Kürzlich wurde bekannt, dass die SCHUFA unbemerkt von der Öffentlichkeit veraltete Daten von Millionen Verbrauchern auf längere Zeit in einer "Schattendatenbank" speichert. Die Organisation noyb hat der SCHUFA daher eine Abmahnung geschickt und strebt eine Sammelklage an.
Rückblick: Die SCHUFA "Schattendatenbank"
Die SCHUFA (Schutzgemeinschaft für allgemeine Kreditsicherung) ist die größte deutsche Wirtschaftsauskunftei mit Sitz in Wiesbaden. Die privatwirtschaftlich (Aktionäre sind u. a. Banken und Kreditinstitute) geführte Schufa verfügt über 943 Millionen Einzeldaten zu 67,9 Millionen natürlichen Personen und zu 6 Millionen Unternehmen.
Ich hatte es hier im Blog nicht aufgegriffen, aber Mitte Juli 2026 wurde durch Recherchen von Medien und Verbraucherschützern bekannt, dass die SCHUFA historische Daten (wie alte Kredite, Pfändungen oder Insolvenzen) über längere Zeiträume archiviert, auch wenn sie im aktiven System gelöscht wurden.
Die SCHUFA begründet den Zweck der Speicherung mit gesetzlichen Vorgaben, der Qualitätssicherung von Scores und Nachweispflichten. Diese historischen Daten werden zudem teilweise für Tests neuer Score-Modelle herangezogen.
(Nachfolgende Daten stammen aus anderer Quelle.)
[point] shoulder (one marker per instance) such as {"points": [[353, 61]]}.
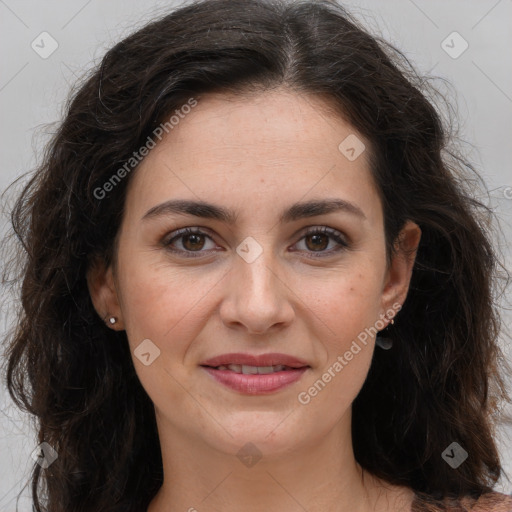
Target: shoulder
{"points": [[487, 502]]}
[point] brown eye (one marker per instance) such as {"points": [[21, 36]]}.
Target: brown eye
{"points": [[192, 241], [319, 241]]}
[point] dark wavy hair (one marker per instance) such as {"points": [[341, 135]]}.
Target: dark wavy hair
{"points": [[443, 379]]}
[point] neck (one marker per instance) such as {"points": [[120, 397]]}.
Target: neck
{"points": [[320, 477]]}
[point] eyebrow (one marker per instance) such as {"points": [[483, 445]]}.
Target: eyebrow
{"points": [[211, 211]]}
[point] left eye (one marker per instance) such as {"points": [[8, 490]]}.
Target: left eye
{"points": [[316, 239]]}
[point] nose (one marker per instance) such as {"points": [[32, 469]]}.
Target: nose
{"points": [[257, 297]]}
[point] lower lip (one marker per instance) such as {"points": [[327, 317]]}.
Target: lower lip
{"points": [[256, 384]]}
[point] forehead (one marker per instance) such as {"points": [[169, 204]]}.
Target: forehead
{"points": [[280, 144]]}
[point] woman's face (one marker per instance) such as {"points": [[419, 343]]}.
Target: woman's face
{"points": [[256, 283]]}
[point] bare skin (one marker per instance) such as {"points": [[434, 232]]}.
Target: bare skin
{"points": [[301, 296]]}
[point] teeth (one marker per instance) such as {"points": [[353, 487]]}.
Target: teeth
{"points": [[253, 370]]}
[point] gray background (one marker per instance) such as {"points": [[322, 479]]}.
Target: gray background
{"points": [[33, 91]]}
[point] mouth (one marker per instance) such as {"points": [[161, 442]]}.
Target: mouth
{"points": [[254, 370], [255, 375]]}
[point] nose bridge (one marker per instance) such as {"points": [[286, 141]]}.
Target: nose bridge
{"points": [[257, 296]]}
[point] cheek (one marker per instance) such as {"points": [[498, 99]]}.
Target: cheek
{"points": [[163, 304]]}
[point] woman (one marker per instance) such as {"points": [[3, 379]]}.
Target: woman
{"points": [[248, 257]]}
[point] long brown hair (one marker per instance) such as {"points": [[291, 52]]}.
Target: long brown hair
{"points": [[439, 384]]}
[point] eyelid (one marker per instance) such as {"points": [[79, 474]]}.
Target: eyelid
{"points": [[339, 237]]}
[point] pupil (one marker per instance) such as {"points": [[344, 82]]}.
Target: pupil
{"points": [[197, 241], [316, 237]]}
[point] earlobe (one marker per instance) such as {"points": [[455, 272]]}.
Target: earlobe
{"points": [[102, 289], [399, 273]]}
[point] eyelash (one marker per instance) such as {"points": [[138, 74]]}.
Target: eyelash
{"points": [[335, 235]]}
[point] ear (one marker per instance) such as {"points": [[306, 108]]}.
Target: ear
{"points": [[102, 289], [398, 275]]}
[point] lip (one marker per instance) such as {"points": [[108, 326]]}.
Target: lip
{"points": [[270, 359], [256, 384]]}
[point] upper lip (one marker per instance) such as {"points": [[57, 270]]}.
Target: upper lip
{"points": [[272, 359]]}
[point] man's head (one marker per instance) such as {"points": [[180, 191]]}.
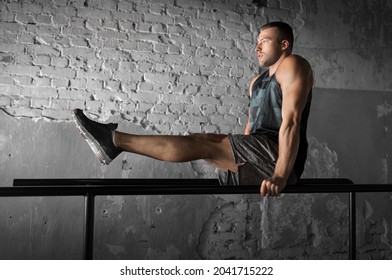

Aktive, für die Bonität relevante Einträge (wie erledigte Kredite) werden im produktiven System nachrichten- und fristgemäß nach drei Jahren gelöscht. Das Archiv hat laut Berichten keinen direkten Einfluss auf aktuelle Bonitätsentscheidungen von Banken. Allerdings ist es kritisch, wenn angeblich gelöschte Daten in "Schattendatenbanken" weiter vorgehalten werden. Der Hessische Datenschutzbeauftragte, der für die Schufa in Wiesbaden zuständig ist, prüft den Vorgang.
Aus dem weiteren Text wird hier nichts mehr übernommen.